Oxfordshire and Buckinghamshire Light Infantry Air Landing Brigade (Oxf. and Bucks)

Unit History
On the night of 5 June 1944, a force of 181 men, led by Major John Howard, took off from RAF Tarrant Rushton in Dorset, southern England in six Horsa gliders to capture two Bridges, one over the Caen canal at Benouville and the other a few hundred yards to the east, over the Orne River at Ranville.The force included elements of B and D Companies, 2nd Battalion, Oxfordshire and Buckinghamshire Light Infantry, a platoon of B Company, Royal Engineers, and men of the Glider Pilot Regiment. The object of this action was to prevent German armour from crossing the bridges and attacking the eastern flank of the landings at Sword Beach.
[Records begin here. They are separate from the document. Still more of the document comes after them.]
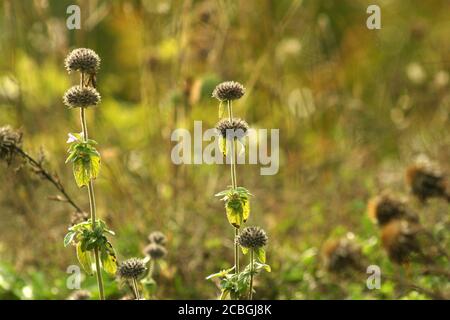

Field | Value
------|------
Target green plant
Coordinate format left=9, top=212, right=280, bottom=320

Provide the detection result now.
left=207, top=81, right=270, bottom=299
left=64, top=48, right=117, bottom=300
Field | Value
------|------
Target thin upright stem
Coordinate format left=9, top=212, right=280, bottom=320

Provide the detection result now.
left=80, top=73, right=105, bottom=300
left=248, top=249, right=254, bottom=300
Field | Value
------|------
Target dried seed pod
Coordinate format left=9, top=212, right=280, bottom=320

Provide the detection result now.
left=117, top=258, right=147, bottom=279
left=63, top=86, right=101, bottom=108
left=212, top=81, right=245, bottom=101
left=236, top=227, right=268, bottom=249
left=64, top=48, right=100, bottom=75
left=367, top=193, right=418, bottom=226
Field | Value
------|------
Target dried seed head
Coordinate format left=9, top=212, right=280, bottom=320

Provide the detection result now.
left=64, top=48, right=100, bottom=75
left=236, top=227, right=268, bottom=249
left=144, top=243, right=167, bottom=260
left=381, top=220, right=421, bottom=264
left=148, top=231, right=167, bottom=245
left=63, top=86, right=101, bottom=108
left=212, top=81, right=245, bottom=101
left=406, top=163, right=450, bottom=202
left=216, top=118, right=249, bottom=140
left=322, top=234, right=362, bottom=273
left=0, top=126, right=22, bottom=164
left=117, top=258, right=147, bottom=279
left=367, top=193, right=418, bottom=226
left=67, top=290, right=91, bottom=300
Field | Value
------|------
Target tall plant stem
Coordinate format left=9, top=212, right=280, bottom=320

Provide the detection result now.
left=248, top=249, right=254, bottom=300
left=227, top=100, right=239, bottom=273
left=80, top=73, right=105, bottom=300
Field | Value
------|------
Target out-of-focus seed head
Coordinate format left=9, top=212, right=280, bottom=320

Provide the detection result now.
left=148, top=231, right=167, bottom=246
left=322, top=233, right=362, bottom=273
left=144, top=243, right=167, bottom=260
left=216, top=118, right=249, bottom=140
left=117, top=258, right=147, bottom=279
left=64, top=48, right=100, bottom=75
left=367, top=192, right=418, bottom=226
left=0, top=126, right=22, bottom=164
left=212, top=81, right=245, bottom=101
left=236, top=227, right=268, bottom=249
left=66, top=290, right=91, bottom=300
left=406, top=162, right=450, bottom=202
left=63, top=86, right=101, bottom=108
left=381, top=220, right=421, bottom=264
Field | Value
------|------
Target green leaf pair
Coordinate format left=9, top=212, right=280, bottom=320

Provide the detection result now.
left=64, top=220, right=117, bottom=275
left=216, top=187, right=252, bottom=228
left=66, top=133, right=100, bottom=187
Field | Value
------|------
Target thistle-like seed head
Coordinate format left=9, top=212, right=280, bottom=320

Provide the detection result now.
left=144, top=243, right=167, bottom=260
left=212, top=81, right=245, bottom=101
left=367, top=193, right=418, bottom=227
left=0, top=126, right=22, bottom=164
left=216, top=118, right=249, bottom=140
left=64, top=48, right=100, bottom=75
left=63, top=86, right=101, bottom=108
left=148, top=231, right=167, bottom=245
left=381, top=220, right=421, bottom=264
left=117, top=258, right=147, bottom=279
left=236, top=227, right=268, bottom=249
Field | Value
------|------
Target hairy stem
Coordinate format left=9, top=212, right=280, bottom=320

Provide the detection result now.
left=227, top=100, right=239, bottom=273
left=248, top=249, right=254, bottom=300
left=80, top=73, right=105, bottom=300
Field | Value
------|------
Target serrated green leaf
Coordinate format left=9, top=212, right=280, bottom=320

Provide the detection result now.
left=255, top=248, right=266, bottom=263
left=64, top=231, right=77, bottom=247
left=77, top=242, right=94, bottom=276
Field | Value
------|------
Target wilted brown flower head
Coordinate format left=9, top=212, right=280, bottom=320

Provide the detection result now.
left=236, top=227, right=268, bottom=249
left=63, top=86, right=101, bottom=108
left=144, top=243, right=167, bottom=260
left=0, top=126, right=22, bottom=164
left=64, top=48, right=100, bottom=75
left=406, top=163, right=450, bottom=202
left=148, top=231, right=167, bottom=245
left=381, top=220, right=421, bottom=264
left=322, top=234, right=362, bottom=273
left=117, top=258, right=147, bottom=279
left=212, top=81, right=245, bottom=101
left=216, top=118, right=249, bottom=140
left=367, top=193, right=418, bottom=226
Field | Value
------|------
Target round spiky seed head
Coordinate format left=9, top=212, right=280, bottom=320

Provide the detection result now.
left=216, top=118, right=249, bottom=140
left=148, top=231, right=167, bottom=245
left=381, top=220, right=421, bottom=264
left=0, top=126, right=22, bottom=164
left=144, top=243, right=167, bottom=260
left=322, top=234, right=362, bottom=273
left=406, top=163, right=450, bottom=202
left=117, top=258, right=147, bottom=279
left=236, top=227, right=268, bottom=249
left=63, top=86, right=101, bottom=108
left=64, top=48, right=100, bottom=74
left=212, top=81, right=245, bottom=101
left=66, top=290, right=91, bottom=300
left=367, top=193, right=418, bottom=227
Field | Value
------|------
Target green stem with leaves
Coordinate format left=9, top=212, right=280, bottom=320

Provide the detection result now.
left=227, top=100, right=239, bottom=273
left=248, top=249, right=255, bottom=300
left=80, top=73, right=105, bottom=300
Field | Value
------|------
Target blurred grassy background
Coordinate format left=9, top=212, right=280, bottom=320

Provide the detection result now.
left=0, top=0, right=450, bottom=299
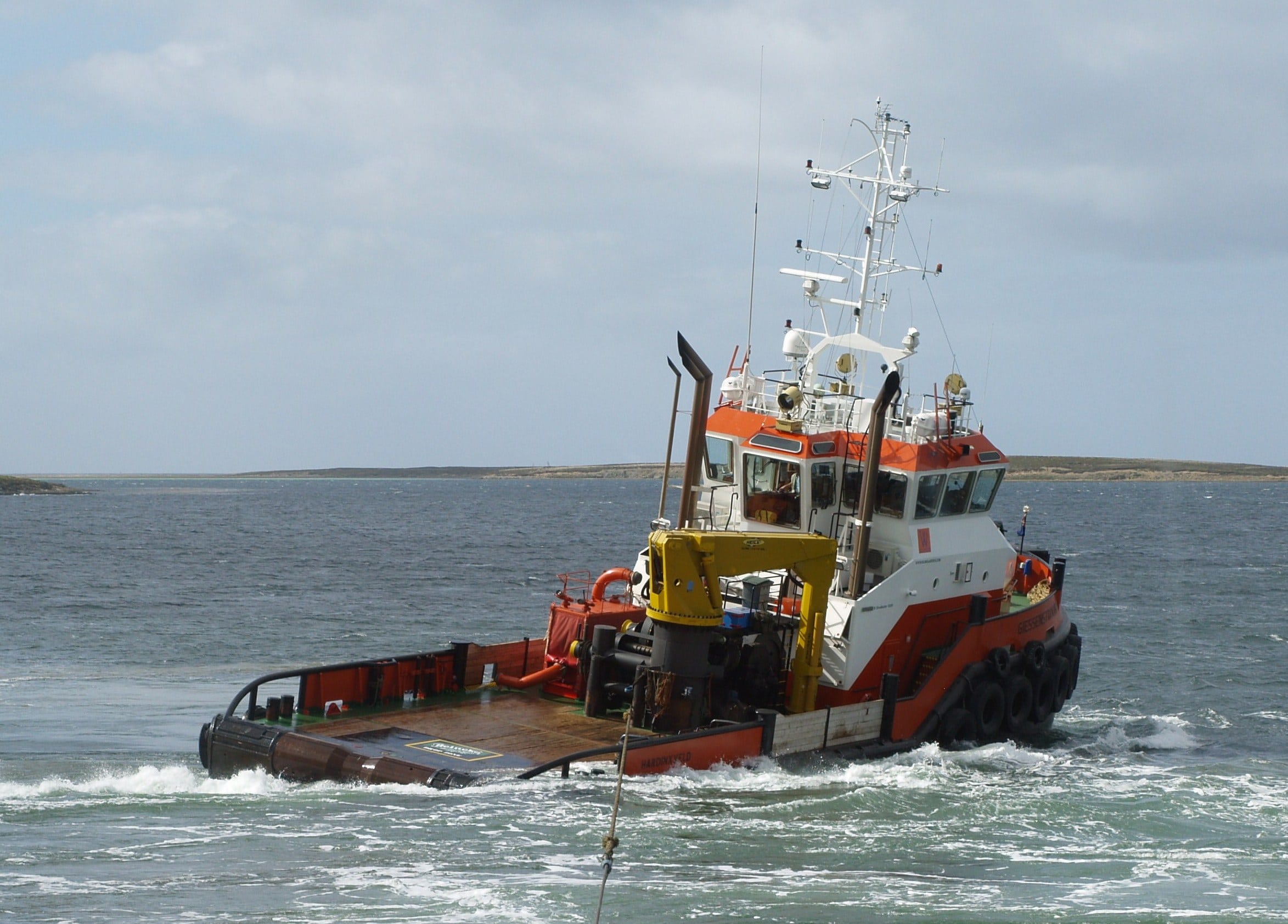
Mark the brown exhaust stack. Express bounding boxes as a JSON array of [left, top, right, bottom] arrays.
[[675, 332, 713, 529], [849, 369, 899, 600]]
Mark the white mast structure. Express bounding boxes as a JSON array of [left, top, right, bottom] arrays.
[[779, 99, 948, 399]]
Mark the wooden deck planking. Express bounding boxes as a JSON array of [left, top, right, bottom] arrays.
[[299, 690, 633, 763]]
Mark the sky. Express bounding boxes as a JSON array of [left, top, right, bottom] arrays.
[[0, 0, 1288, 474]]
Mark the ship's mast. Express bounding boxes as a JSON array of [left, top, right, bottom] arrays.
[[797, 99, 948, 345]]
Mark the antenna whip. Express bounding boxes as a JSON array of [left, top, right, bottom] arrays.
[[742, 45, 765, 365]]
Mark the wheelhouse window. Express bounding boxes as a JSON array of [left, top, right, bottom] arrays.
[[707, 436, 733, 484], [939, 471, 975, 516], [742, 453, 801, 529], [914, 472, 944, 520], [841, 465, 863, 510], [809, 462, 836, 510], [876, 469, 908, 519], [970, 469, 1006, 514], [834, 465, 908, 517]]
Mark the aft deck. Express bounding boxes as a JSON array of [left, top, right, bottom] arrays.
[[300, 687, 646, 774]]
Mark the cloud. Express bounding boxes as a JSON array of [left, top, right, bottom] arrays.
[[0, 3, 1288, 470]]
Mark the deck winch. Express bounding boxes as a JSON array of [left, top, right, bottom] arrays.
[[586, 529, 836, 731]]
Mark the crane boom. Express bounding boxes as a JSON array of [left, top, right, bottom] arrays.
[[648, 529, 836, 712]]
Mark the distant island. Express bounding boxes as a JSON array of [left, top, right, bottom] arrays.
[[236, 455, 1288, 481], [0, 475, 89, 494]]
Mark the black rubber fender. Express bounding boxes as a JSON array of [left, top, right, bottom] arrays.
[[1002, 674, 1033, 735], [1029, 666, 1055, 724], [1024, 641, 1046, 678], [939, 707, 975, 748], [1050, 655, 1073, 712], [197, 715, 211, 770], [968, 681, 1006, 740]]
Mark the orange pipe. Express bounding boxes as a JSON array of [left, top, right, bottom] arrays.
[[590, 567, 632, 602], [496, 664, 564, 690]]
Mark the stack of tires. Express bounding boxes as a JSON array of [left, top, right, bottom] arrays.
[[939, 626, 1082, 748]]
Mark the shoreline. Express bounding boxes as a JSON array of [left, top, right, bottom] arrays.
[[18, 455, 1288, 483]]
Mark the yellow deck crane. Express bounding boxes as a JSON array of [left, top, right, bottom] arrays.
[[648, 529, 836, 712]]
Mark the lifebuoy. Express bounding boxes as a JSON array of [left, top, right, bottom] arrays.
[[590, 567, 632, 602], [970, 681, 1006, 739], [1002, 674, 1033, 735]]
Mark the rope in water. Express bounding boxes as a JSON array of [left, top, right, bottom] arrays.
[[595, 709, 631, 924]]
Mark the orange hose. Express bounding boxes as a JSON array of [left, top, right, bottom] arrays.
[[590, 567, 632, 602], [496, 664, 564, 690]]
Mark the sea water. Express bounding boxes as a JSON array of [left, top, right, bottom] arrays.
[[0, 480, 1288, 924]]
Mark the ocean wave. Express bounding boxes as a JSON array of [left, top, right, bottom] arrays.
[[0, 764, 291, 802]]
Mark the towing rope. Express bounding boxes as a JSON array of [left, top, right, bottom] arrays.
[[595, 709, 631, 924]]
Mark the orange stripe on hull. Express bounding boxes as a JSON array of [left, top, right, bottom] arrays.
[[626, 728, 762, 776]]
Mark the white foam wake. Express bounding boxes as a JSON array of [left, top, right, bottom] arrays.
[[0, 764, 290, 802]]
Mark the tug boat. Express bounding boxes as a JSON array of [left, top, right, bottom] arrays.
[[200, 100, 1082, 787]]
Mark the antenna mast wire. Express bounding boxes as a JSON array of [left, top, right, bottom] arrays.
[[742, 45, 765, 365]]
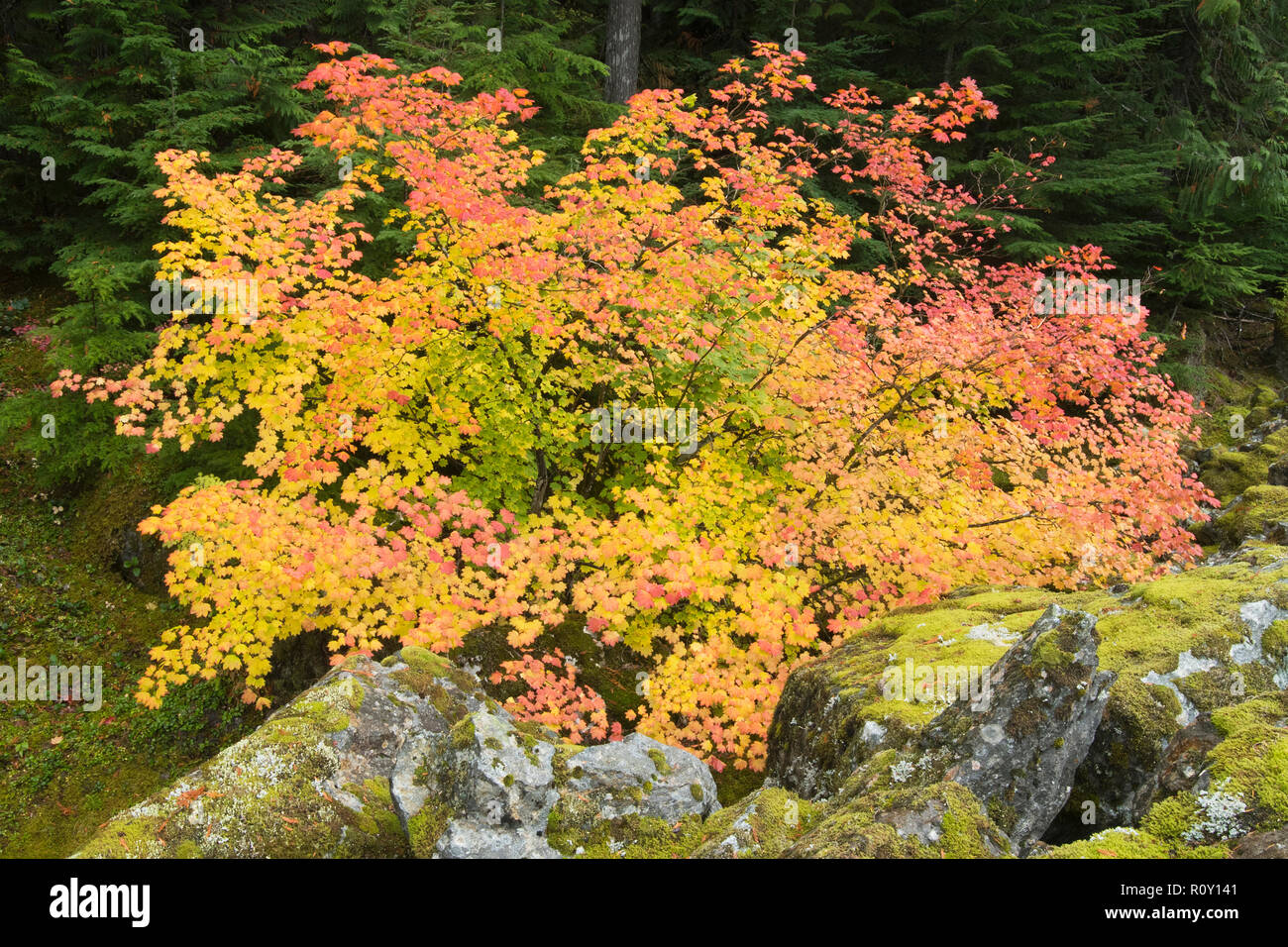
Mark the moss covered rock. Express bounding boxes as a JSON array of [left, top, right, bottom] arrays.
[[692, 786, 823, 858], [80, 647, 720, 858], [769, 543, 1288, 841], [78, 659, 469, 858], [785, 783, 1010, 858]]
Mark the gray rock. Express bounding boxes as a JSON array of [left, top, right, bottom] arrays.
[[915, 605, 1117, 850], [81, 648, 720, 858]]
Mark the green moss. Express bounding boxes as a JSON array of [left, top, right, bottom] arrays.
[[407, 797, 452, 858], [70, 815, 168, 858], [793, 783, 1010, 858], [1043, 828, 1229, 860], [648, 750, 671, 776], [1214, 483, 1288, 546], [451, 716, 474, 750], [695, 788, 823, 858]]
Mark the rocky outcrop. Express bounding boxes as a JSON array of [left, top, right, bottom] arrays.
[[785, 783, 1012, 858], [78, 648, 720, 858], [798, 605, 1115, 856], [769, 540, 1288, 852]]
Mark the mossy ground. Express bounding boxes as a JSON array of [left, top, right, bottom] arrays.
[[0, 327, 265, 858]]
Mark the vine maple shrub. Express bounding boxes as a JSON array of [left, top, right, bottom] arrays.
[[56, 43, 1211, 770]]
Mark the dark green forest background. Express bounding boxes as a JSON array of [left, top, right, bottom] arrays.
[[0, 0, 1288, 856], [0, 0, 1288, 484]]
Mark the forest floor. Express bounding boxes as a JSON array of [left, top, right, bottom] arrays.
[[0, 305, 263, 858], [0, 288, 1280, 858]]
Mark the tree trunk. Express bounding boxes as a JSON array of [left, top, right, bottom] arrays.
[[604, 0, 641, 103]]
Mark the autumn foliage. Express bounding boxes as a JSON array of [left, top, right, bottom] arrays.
[[59, 44, 1206, 770]]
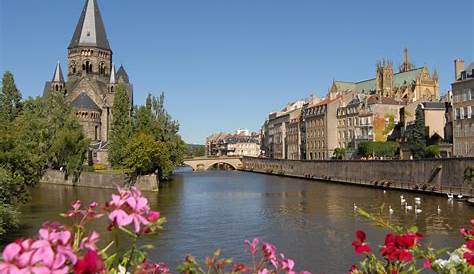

Five of the gliders landed close to their objectives around 16 minutes past midnight. The attackers poured out of their battered gliders, completely surprising the German defenders, and took the bridges within 10 minutes. They lost two men in the process, Lieutenant Den Brotheridge and Lance-Corporal Fred Greenhalgh. Lieutenant Brotheridge killed crossing the bridge in the first minutes of the assault and thus became the first member of the invading Allied armies to die in combat on D-Day.
The Oxf & Bucks were reinforced after the landings by Major Pine-Coffin's 7th Battalion, The Parachute Regiment and linked up with the beach landing forces with the arrival of Lord Lovat's Commandos.


(Click on the images to enlarge them)
After the war both bridges were renamed” pegasus bridge” & ” horsa bridge” to honour the men who reclaimed them from the Germans,thus becoming the first area’s of France to be liberated.